2016-03-14 08:11:41 | 画材、技法、芸術論
 油絵具のパレットで欠かせないのがイエローオーカーだとされるが、私のパレットには長らくイエローオーカーはなかった。代わりに使っていたのがイエローオーカーライト。そんな色ありましたっけ、という方も意外と多いんじゃないだろうか。画材店の油絵具コーナーへ行けばちゃんと置いてあります。

 ではこの2色、どう違うかと言うと、顔料がイエローオーカーはPY43(天然黄土)で、イエローオーカーライトはPY42(合成酸化鉄黄)である。ということは、イエローオーカーが半透明であるのに対して、イエローオーカーライトは不透明である。乾燥速度、耐光性、堅牢性は共に同じであるが、色味は似て非なるもので、イエローオーカーはいわゆる黄土色、土っぽい黄色であるのに対して、イエローオーカーライトは、イエローオーカーよりも明るく(だからライトと言うのだが)、からし色である。

 私がなぜイエローオーカーでなくイエローオーカーライトを使っていたのかというと、不透明であることと、黄色としても使えるからだ。もちろんイエローオーカーも黄色の代わりになるが、イエローオーカーライトの方がより黄色に近い。

 さて私が使ったことのある黄色は、イエローオーカー、イエローオーカーライト、カドミウムイエロー、オーレオリンの4色(残念ながらクロームイエローは使ったことがなので、この記事では扱わない)。この中で唯一の透明色がオーレオリンである。かなりしっとりとした感触で、色味はカドミウムイエローと変わらない。使ってはみたものの、私はあまり必要性を感じなかった。だから今は使っていない。

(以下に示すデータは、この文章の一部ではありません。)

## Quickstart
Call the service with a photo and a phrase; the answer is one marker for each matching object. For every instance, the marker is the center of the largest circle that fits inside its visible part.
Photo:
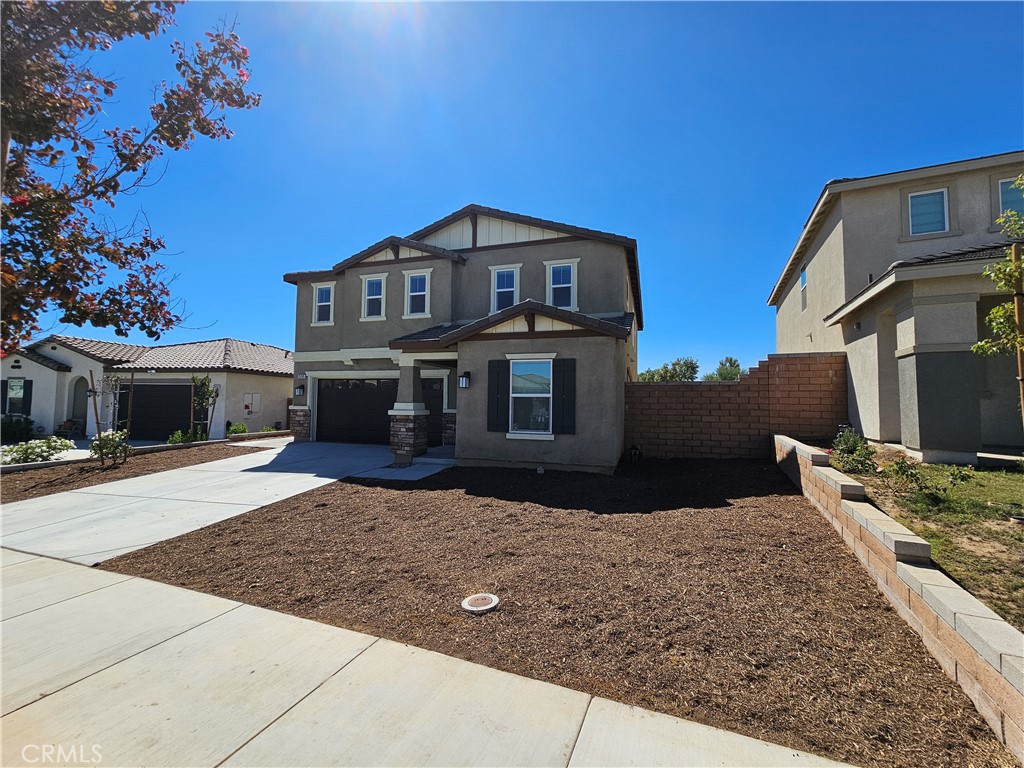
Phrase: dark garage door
(355, 410)
(157, 411)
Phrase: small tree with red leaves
(61, 173)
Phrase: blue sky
(706, 131)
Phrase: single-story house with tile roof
(53, 382)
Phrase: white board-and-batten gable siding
(489, 231)
(541, 324)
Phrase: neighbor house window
(417, 293)
(1011, 199)
(529, 400)
(504, 287)
(562, 283)
(323, 303)
(929, 212)
(374, 292)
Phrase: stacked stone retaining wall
(974, 646)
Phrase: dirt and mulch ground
(705, 590)
(34, 482)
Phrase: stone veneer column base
(409, 437)
(299, 419)
(448, 429)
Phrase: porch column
(938, 377)
(409, 417)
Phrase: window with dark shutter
(498, 395)
(563, 396)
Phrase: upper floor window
(1011, 199)
(562, 283)
(929, 212)
(323, 303)
(803, 288)
(374, 293)
(417, 293)
(504, 287)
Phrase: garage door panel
(356, 410)
(157, 411)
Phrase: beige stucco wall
(597, 444)
(866, 231)
(876, 220)
(273, 390)
(799, 330)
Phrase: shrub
(111, 444)
(15, 428)
(35, 451)
(902, 477)
(851, 453)
(194, 435)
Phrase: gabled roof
(219, 354)
(990, 251)
(916, 268)
(42, 359)
(442, 336)
(395, 242)
(833, 188)
(104, 351)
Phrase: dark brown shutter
(563, 396)
(498, 395)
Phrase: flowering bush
(111, 444)
(35, 451)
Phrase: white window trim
(527, 434)
(316, 287)
(998, 192)
(574, 263)
(945, 211)
(409, 274)
(364, 317)
(494, 284)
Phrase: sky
(704, 130)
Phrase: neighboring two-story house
(508, 336)
(889, 269)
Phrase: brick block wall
(973, 645)
(800, 394)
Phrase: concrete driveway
(99, 522)
(101, 669)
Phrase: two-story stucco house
(508, 336)
(889, 269)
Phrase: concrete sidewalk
(122, 671)
(99, 522)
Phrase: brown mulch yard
(706, 590)
(35, 482)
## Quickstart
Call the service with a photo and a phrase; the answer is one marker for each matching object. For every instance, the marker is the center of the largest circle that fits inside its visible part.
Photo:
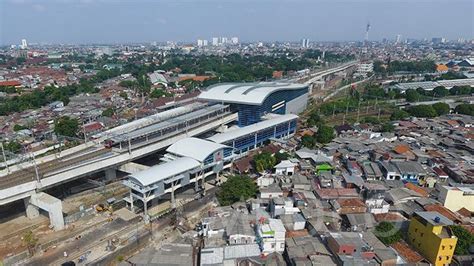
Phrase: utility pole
(4, 157)
(358, 111)
(36, 167)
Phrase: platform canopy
(163, 171)
(246, 93)
(198, 149)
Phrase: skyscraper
(24, 44)
(305, 43)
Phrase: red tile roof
(10, 83)
(443, 211)
(410, 255)
(417, 189)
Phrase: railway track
(29, 174)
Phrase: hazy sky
(115, 21)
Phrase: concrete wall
(94, 166)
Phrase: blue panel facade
(250, 141)
(274, 103)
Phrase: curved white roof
(165, 170)
(247, 93)
(250, 129)
(195, 148)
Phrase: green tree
(440, 91)
(13, 146)
(387, 233)
(315, 119)
(399, 115)
(109, 112)
(412, 95)
(465, 109)
(325, 134)
(18, 127)
(423, 110)
(388, 127)
(158, 93)
(66, 126)
(465, 239)
(264, 161)
(308, 141)
(236, 188)
(441, 108)
(461, 90)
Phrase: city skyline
(63, 21)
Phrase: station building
(188, 161)
(254, 100)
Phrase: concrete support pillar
(31, 210)
(110, 174)
(173, 201)
(50, 204)
(145, 209)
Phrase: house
(271, 236)
(229, 255)
(429, 234)
(456, 198)
(408, 171)
(281, 206)
(293, 222)
(371, 171)
(285, 167)
(240, 229)
(346, 206)
(272, 191)
(301, 182)
(308, 250)
(56, 104)
(359, 222)
(350, 249)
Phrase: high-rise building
(429, 234)
(305, 43)
(438, 40)
(24, 44)
(399, 38)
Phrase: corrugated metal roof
(195, 148)
(236, 133)
(165, 170)
(246, 93)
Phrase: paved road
(72, 245)
(101, 234)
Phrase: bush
(465, 109)
(387, 233)
(399, 115)
(325, 134)
(441, 108)
(423, 110)
(236, 188)
(465, 239)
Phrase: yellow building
(429, 234)
(456, 198)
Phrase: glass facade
(274, 103)
(256, 139)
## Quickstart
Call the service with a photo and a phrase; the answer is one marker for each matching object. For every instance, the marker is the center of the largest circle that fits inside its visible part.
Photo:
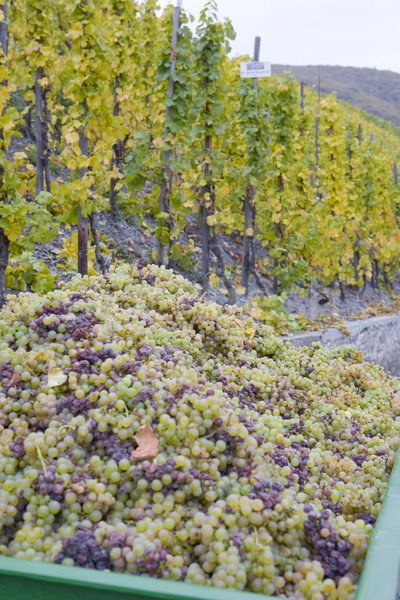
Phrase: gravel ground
(131, 241)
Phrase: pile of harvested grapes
(145, 431)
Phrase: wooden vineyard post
(4, 241)
(39, 131)
(82, 221)
(248, 203)
(166, 155)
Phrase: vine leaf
(147, 443)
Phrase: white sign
(255, 70)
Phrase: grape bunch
(146, 431)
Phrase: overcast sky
(357, 33)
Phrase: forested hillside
(374, 91)
(100, 113)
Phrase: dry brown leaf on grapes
(147, 443)
(15, 378)
(56, 377)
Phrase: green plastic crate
(28, 580)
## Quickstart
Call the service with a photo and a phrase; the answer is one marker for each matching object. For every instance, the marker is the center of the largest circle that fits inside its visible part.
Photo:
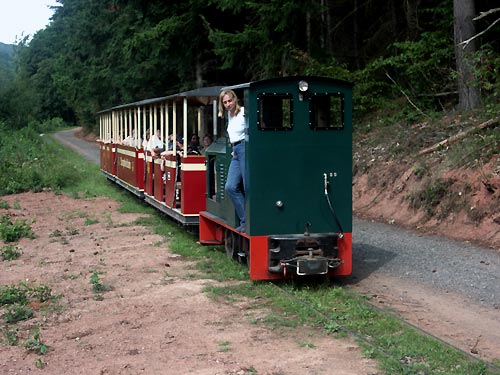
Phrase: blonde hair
(235, 98)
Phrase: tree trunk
(411, 12)
(468, 92)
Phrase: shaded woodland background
(96, 54)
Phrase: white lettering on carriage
(125, 163)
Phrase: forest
(95, 54)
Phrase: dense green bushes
(29, 160)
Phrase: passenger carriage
(298, 171)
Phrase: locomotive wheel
(243, 255)
(231, 241)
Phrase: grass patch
(398, 348)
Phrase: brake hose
(341, 232)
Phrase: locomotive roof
(289, 78)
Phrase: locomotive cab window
(275, 111)
(327, 111)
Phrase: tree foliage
(95, 54)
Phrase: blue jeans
(235, 179)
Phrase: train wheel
(243, 255)
(231, 241)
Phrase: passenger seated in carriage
(194, 145)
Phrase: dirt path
(445, 313)
(156, 319)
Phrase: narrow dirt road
(448, 288)
(149, 315)
(153, 317)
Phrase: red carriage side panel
(140, 168)
(148, 173)
(158, 182)
(113, 165)
(193, 175)
(126, 164)
(170, 180)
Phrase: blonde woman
(228, 102)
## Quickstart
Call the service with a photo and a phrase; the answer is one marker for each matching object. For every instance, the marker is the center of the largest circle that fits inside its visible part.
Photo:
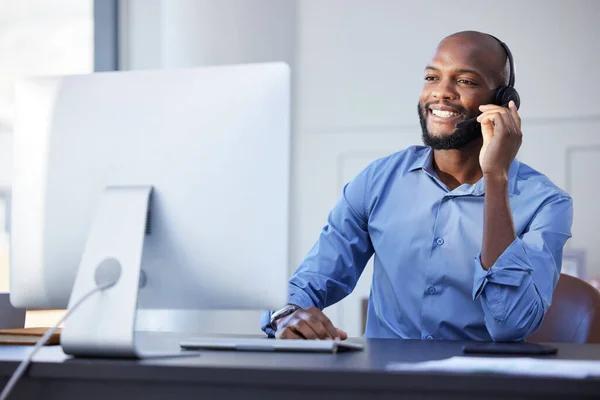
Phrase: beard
(461, 137)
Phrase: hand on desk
(308, 324)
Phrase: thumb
(341, 334)
(487, 131)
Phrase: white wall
(359, 69)
(358, 72)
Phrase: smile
(444, 114)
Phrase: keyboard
(265, 344)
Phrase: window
(37, 37)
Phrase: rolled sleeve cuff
(510, 269)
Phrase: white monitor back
(214, 143)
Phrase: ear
(505, 94)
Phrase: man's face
(462, 75)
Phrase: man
(467, 240)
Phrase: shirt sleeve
(332, 267)
(516, 291)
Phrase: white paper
(506, 365)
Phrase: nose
(445, 90)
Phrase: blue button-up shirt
(428, 282)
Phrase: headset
(504, 94)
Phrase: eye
(467, 82)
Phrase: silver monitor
(181, 177)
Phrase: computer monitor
(185, 172)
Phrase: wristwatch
(284, 312)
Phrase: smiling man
(467, 241)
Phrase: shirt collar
(423, 159)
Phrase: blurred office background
(357, 72)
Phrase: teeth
(444, 114)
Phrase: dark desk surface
(249, 375)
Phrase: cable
(25, 363)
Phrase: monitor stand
(104, 324)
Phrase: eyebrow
(460, 70)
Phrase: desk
(287, 376)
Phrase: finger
(302, 327)
(288, 333)
(498, 122)
(489, 107)
(326, 323)
(342, 335)
(317, 326)
(515, 113)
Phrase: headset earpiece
(505, 94)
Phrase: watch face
(283, 312)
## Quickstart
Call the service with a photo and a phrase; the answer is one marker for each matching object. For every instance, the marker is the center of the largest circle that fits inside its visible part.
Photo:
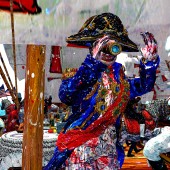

 問題はカドミウムイエローで意外と使い勝手が悪いことに気づいた。混色するにはいいが、単独では妙に使いづらい色味で、あっさりしているといか、品が良すぎるというか、もう少し濃くないと単独では使えない。だから単独で黄色として使えるイエローオーカーライトを私は選び、イエローオーカーもカドミウムイエローも使わずにきた。

 ところが最近、イエローオーカーライトではなくイエローオーカーを使うことにした。というのは私の場合、不透明のイエローオーカーライトではなく、半透明のイエローオーカーの方が使い勝手がいいとわかったからだ。私が求めるのは不透明ではなく、半透明の黄色というわけだ。

 イエローオーカーで困るのは、高価なものだと色味が白っぽくなり、黄色味が弱くなってしまうことだ。クサカベGUILD(ギルド)のイエローオーカーがそうで、買って使ってみたがこれでは困ってしまう。使ったことはないが、ホルべインYUICHI(由一)のイエローオーカーも色見本を見る限りだが、これも白っぽい感じだ。だとしたら、やはりこれも使えない。

 もし不透明でイエローオーカーのような土っぽい黄土色を探している方がいるなら、つまり「イエローオーカーライトは不透明だから使っているが、色味はからし色ではなくイエローオーカーのような土っぽい黄色がいい」というなら、文房堂のイエローオーカー(旧文房堂絵具、現ハルゾーではなく、今現在の文房堂絵具)を使ってみるといい。この文房堂のイエローオーカーは顔料がPY42(合成酸化鉄黄)であるにも関わらず、色味はPY43(天然黄土)である。実際に使ってみて、おお、と内心喜び、にやにやしていたのを思い出す。

 何のことを話しているのかよくわからない(何でこんな話をしているのか全く興味を持てない)という方もいるかもしれませんが、黄土色は油絵具の基本色であるだけに奥が深い。まして私のように油絵制作で最も使用頻度が高い絵具が黄土色である場合、どうしてもこだわざるを得ない。

 もしイエローオーカーは使っているが、まだイエローオーカーライトは使ったことがないという方は、ぜひ一度イエローオーカーライトを使ってみましょう。色の表現の幅が広がることは間違いなしです。